Most corporate users are not yet clamoring for 10G Ethernet, but the technology is evolving from the concept phase to production customer trials and deployments in some cases.
Falling prices and the proliferation of inexpensive Gigabit products are pushing demand for 10 Gigabit among some users. Others are holding out for the copper version of 10 Gigabit, in the hopes that this will drive down the per-port cost of the technology even further. Observers say this could come into play as 10G moves from switch-to-switch applications into high-end server and network-attached storage (NAS ) connectivity.
While large government laboratories and research centers have been on the forefront of 10G adoption, a few recent installations of 10G have taken place in some more real-world enterprise environments, such as hospitals and in education.
The North Bronx Healthcare Network (NBHN) recently completed an installation of 10 Gigabit switches from Extreme Networks to leapfrog its Fast Ethernet-based infrastructure one step ahead of the upgrade cycle.

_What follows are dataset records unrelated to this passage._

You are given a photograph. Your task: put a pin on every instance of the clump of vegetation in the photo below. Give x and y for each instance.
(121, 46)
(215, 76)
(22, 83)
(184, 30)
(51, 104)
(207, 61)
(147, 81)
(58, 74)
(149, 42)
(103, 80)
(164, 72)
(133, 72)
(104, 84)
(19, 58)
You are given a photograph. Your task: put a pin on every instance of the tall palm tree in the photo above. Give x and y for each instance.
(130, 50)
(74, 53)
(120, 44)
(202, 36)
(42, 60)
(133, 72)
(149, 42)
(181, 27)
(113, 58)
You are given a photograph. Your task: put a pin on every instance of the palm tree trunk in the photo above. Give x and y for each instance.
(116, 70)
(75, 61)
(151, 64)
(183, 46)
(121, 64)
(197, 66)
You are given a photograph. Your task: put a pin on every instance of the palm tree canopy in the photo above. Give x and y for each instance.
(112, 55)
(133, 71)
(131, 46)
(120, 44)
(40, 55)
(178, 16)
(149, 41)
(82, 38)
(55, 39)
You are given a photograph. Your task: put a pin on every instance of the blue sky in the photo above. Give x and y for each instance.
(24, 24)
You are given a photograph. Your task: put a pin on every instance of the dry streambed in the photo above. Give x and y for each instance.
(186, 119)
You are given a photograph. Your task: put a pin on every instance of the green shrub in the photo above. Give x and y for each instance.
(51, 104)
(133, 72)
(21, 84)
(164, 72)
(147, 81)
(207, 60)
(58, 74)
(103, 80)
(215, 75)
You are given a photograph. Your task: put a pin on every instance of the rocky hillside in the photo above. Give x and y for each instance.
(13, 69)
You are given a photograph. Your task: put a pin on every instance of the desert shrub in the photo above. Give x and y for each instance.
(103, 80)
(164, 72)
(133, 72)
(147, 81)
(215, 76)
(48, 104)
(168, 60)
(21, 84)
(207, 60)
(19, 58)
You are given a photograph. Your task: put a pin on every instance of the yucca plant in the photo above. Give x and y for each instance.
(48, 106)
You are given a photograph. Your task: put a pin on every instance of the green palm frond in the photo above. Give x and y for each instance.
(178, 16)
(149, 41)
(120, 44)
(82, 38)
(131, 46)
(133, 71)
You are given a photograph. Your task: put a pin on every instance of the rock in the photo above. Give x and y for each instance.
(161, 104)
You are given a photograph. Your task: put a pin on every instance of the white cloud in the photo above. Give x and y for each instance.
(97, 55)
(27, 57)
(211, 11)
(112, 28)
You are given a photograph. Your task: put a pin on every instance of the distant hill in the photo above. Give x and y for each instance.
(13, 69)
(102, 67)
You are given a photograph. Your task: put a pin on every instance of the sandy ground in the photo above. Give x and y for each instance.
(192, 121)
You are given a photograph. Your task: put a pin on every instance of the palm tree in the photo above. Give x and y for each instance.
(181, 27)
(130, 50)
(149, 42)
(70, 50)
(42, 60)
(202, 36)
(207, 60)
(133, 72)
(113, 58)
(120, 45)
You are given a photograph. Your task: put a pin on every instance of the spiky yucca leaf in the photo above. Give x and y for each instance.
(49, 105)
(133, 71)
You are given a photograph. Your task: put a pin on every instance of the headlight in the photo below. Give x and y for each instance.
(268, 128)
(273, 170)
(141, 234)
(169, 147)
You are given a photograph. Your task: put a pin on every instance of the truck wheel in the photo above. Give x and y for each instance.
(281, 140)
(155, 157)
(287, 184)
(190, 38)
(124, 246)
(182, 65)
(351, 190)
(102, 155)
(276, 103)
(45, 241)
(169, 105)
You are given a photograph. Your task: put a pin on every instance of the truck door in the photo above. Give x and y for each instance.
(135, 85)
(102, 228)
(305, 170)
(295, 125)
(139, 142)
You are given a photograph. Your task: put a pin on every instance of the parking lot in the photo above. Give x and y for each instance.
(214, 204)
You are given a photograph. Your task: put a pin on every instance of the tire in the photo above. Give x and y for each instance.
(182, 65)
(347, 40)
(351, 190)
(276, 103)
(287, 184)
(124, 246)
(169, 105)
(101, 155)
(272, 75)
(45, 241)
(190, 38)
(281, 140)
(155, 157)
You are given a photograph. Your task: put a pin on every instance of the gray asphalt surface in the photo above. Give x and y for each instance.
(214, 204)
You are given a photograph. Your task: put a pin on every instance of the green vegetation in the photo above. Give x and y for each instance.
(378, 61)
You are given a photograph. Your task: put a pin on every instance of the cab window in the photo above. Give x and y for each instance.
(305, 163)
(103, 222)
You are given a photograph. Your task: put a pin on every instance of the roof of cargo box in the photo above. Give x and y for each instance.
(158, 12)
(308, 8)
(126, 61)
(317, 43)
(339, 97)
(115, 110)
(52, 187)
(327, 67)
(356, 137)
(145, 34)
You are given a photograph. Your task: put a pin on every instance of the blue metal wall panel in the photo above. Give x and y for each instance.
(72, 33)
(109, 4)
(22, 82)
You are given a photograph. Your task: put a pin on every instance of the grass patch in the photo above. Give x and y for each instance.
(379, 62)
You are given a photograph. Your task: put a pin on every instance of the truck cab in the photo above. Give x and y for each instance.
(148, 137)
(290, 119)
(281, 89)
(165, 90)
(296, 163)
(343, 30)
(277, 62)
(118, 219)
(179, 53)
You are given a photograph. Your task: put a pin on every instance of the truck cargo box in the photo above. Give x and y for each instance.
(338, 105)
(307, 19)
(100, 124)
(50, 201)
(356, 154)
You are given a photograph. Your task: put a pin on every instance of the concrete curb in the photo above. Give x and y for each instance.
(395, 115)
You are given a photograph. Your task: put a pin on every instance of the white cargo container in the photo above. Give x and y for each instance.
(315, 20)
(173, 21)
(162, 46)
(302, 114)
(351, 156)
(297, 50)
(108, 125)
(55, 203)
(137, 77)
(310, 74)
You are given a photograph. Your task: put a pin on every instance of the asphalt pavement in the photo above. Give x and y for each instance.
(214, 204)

NBHN uses single-mode fiber runs to connect three hospitals with 10G bit/sec links. Driving the need for this kind of bandwidth was the growing use of applications such as medical-imaging technology, which can push digital magnetic resonance image (MRI) and X-ray files as large as 2G bytes across a LAN. While the 10G network was somewhat overkill, NBHN's CIO Dan Morreale says he anticipates that bandwidth needs will grow to utilize these pipes.
Future plans for large-scale server consolidation also are driving some users to lay 10G foundations today. At Manchester Community College (MCC) in Connecticut, 10G is changing some of the most common blueprints in building LANs. Many organizations deploy 10/100M bit/sec edge switches, usually stackable boxes, which feed into a Gigabit-speed distribution layer and then the LAN core.
MCC's approach is to eliminate the distribution layer and link desktop switches and servers directly to the core. To do this, 10G was required in the backbone, says Jason Blosser, IT director at the college.
"This architecture will help us cut administration costs" and equipment expenses, because the aggregation switch layer - about a dozen boxes - will be eliminated, he says.
The recent push of 10G products to corporate customers was spurred by a declining interest among carriers, which were the original 10G target market.
"When [10G Ethernet] was being developed, there was an expectation that there'd be an uptake on the service provider side," says Bruce Tolley, senior manager of emerging technologies at Cisco , who was active in crafting the 10G standard. The promise of long-haul 10G Ethernet over copper as a SONET replacement was the main focus of the IEEE at that time. "But with the dot-com bust and telecom restructuring, that didn't happen," he says.
The result of that action is 10G Ethernet is now an enterprise-focused technology.
Even after this switch to an enterprise focus, however, several analyst firms say that demand for the products is not high.
A recent In-Stat/MDR survey of 282 buyers of enterprise network equipment shows that 56% of respondents said they had "no plans" to deploy 10G Ethernet in their networks.
This corporate position on 10G is reflected in product shipments. According to the Dell'Oro Group, only 1,000 10G switch ports were shipped last year, and only about 4,000 are estimated to be sold to customers this year.